Reading Stanisław Lem’s science-fiction classic as preparation for this theatre trip, the book struck me as full of brilliant ideas but impossible to stage. The titular planet is as much the subject of the novel as the scientists who investigate it. Lem’s description of a global organism that (somehow) thinks, and creates giant structures from its ocean waters, has to be left to our imaginations. Adapter David Greig’s clever move is to refocus the book towards the emotional drama (incidentally, not Lem’s forte) that arises when the investigators make contact with this alien life-form.
What goes on has plenty of dramatic potential. The scientists have “visitors”, recreations from their memories, who are loved ones long dead: the lead, Kris, is united with an old flame, Ray, while her colleagues are haunted by their mother and daughter. Greig fills out Lem’s scenario nicely but the structure he opts for feels too cinematic – Solaris has been filmed twice – and director Matthew Lutton embraces just that with too much vigour. It’s technically impressive, and Paul Jackson’s lighting design is excellent, but it isn’t just a question of taste that makes me question this filmic quality. Compare the frequent short scenes, which at first provide drama but become tiresome, with that of a drinks party for Ray (pictured above) – a fantastic addition, given time to develop, and far better suited to the stage.
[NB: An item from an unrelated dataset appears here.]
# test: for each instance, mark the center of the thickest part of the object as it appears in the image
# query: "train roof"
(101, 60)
Kris is the narrator in the novel, which leads to a major role performed by Polly Frame. But opening out the story means that Greig does not give her quite enough to work with. Frame shows terror and joy well but there’s little in between and she fails as any kind of sceptic. Jade Ogugua and Fode Simbo play her colleagues: as deep thinkers, the characters bring out Lem’s ideas, but the performances fail to create an emotional resonance. Kris’s visitor Rey has a much meatier role that Keegan Joyce tackles with gusto. The strange state of his almost-human character becomes as moving as it is fascinating. The best performance comes on film as Hugo Weaving establishes his character’s excitement at the scientific discovery being made.
Designer Hyemi Shin keeps the novel’s 1960s sci-fi aesthetic. It’s appealing enough, although all that video tape might puzzle younger audience members, and enforces the production’s stylish appeal. But the show doesn’t engage with science quite enough. No matter how rattled by events, the characters on stage aren’t given the chance to convince us that they’re professionals. One key scene has liquid oxygen kept at the kitchen sink. I’m not sure who, apart from Heston Blumenthal, would risk that.
More seriously, the production unravels towards the end. Like the scientists who study Solaris, the book’s cult following attracts interpretations. It’s all part of the fun and Greig’s input comes with ecological fears and a touch of the Pre-Socratic Thales that highlights the theme of water. Both are interesting enough but arrive too late in the show for satisfactory exploration. The ideas form part of a truncated finale that ignores the adaptation’s strength – its emotional impact. Despite some rich investment from its whole creative team, the abbreviated conclusion means this Solaris ends up as short-change sci-fi.